Fred portrays the life of Martin Luther King Jr., Marcus Garvey, Nelson Mandela, Patrice Lumumba and Fela Kuti by using Afro combs. In his images, Fred uses the orange background that depicts the prisoners and jail, like the prisoners uniform. His images' backgrounds are orange and this shows the hard experience of all the past activists and their suffering in jail.

== Notable works ==
Fred martins notable works include; 'Orange, Black and Freedom'. It is an art series created from the maps of African countries as butterflies pointing out the locations where people suffered genocide as a result of colonialism.
Other works of Fred martins include 'Lee Nu Echi', it showcases African children and their struggles with Child Soldier, Child Lynching, Child Marriage, Child Labour and among others.
In 2021, Fred Martins had an invitation from Boddhi Satva (Father of Ancestral Soul Music Genre) to open his latest album 'Manifestation' alongside Brazilian Percussionist and Grammy Awards winner Jorge Bezerra. Fred's song, which was sung in Igbo language, serves as an intro to the entire album.
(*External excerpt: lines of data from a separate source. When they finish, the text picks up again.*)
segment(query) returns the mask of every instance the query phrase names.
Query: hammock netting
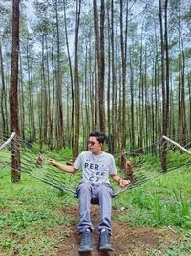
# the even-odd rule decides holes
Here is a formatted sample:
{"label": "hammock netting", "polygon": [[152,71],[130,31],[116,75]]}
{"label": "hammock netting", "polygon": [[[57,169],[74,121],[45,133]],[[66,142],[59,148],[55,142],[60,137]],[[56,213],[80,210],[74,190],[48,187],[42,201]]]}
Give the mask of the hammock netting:
{"label": "hammock netting", "polygon": [[[184,143],[183,147],[174,140],[162,137],[161,140],[148,147],[131,151],[129,153],[123,152],[115,155],[117,162],[121,159],[121,156],[125,157],[131,162],[132,168],[131,170],[127,167],[118,170],[119,175],[123,178],[129,178],[131,183],[128,187],[121,189],[112,182],[113,196],[136,188],[182,166],[190,170],[191,141],[182,140],[182,138],[181,141]],[[11,159],[15,158],[15,152],[18,150],[20,151],[20,167],[14,169],[15,171],[76,197],[75,191],[81,180],[81,171],[69,174],[47,162],[49,158],[53,158],[64,163],[70,161],[71,157],[43,151],[37,146],[21,140],[15,133],[11,136],[0,134],[0,171],[5,167],[12,169]],[[162,154],[166,156],[167,169],[165,171],[162,169]]]}

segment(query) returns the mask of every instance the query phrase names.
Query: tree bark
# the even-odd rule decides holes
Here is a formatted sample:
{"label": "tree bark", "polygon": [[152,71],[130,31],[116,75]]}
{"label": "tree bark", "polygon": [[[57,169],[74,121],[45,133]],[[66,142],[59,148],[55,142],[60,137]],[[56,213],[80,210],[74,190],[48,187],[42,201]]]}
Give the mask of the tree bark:
{"label": "tree bark", "polygon": [[[18,122],[18,53],[19,53],[19,0],[12,1],[12,47],[11,47],[11,73],[10,85],[10,118],[11,130],[19,135]],[[18,140],[17,140],[18,141]],[[19,145],[13,139],[11,154],[11,181],[18,182],[21,175],[16,170],[20,167]]]}

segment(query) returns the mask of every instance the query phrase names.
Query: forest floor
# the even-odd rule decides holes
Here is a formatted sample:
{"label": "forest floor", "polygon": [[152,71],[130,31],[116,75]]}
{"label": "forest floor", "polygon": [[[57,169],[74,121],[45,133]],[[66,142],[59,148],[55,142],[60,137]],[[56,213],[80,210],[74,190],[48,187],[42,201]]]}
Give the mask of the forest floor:
{"label": "forest floor", "polygon": [[[113,217],[117,217],[121,211],[113,207]],[[77,205],[74,204],[70,208],[63,209],[63,215],[71,215],[78,220]],[[75,255],[151,255],[156,251],[164,255],[162,251],[169,247],[173,243],[180,239],[171,229],[152,228],[152,227],[132,227],[121,222],[113,221],[112,244],[115,248],[114,252],[98,251],[98,233],[96,230],[99,221],[99,212],[97,205],[92,205],[91,218],[95,226],[93,232],[93,251],[92,253],[78,253],[80,236],[76,234],[76,224],[71,225],[71,232],[66,235],[64,243],[58,244],[57,256],[75,256]],[[53,235],[53,234],[52,234]]]}

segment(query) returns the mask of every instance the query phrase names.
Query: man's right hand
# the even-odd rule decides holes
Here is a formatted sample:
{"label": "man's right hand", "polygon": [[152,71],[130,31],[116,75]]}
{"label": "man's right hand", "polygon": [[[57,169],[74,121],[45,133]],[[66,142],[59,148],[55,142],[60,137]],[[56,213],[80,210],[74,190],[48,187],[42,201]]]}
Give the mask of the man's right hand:
{"label": "man's right hand", "polygon": [[48,159],[47,161],[48,161],[48,163],[50,163],[53,166],[56,166],[56,164],[57,164],[57,162],[54,159]]}

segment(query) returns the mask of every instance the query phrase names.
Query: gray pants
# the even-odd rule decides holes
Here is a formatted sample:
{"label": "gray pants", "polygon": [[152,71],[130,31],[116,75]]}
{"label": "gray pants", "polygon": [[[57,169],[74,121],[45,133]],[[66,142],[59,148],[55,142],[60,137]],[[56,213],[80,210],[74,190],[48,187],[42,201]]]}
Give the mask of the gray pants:
{"label": "gray pants", "polygon": [[77,197],[79,199],[79,216],[78,233],[82,233],[85,228],[94,230],[90,219],[91,199],[97,198],[99,204],[100,222],[98,231],[102,228],[108,230],[111,234],[111,209],[113,189],[109,184],[90,184],[82,182],[77,187]]}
== Campaign and exhibitions ==
After releasing his work on "Orange, Black And Freedom". Fred Martins started a campaign within the West African states on Afro-Artivism which was centred on teaching the young creative Africans on how to use art to educate and bring positive change in their society.
Many of his works have been exhibited in Orlando, Florida; Accra, Ghana; Switzerland; and Cape Town, South Africa.

== Current project ==
Fred Martins has been working on a photo book of masquerades for 5 years, called 'Memoir: Of gods, masquerades and men', a photo book and stories of events that led to his mother's incarceration while she was 32 weeks pregnant in the early 1980s for protesting against the activities of the West African masquerades against women.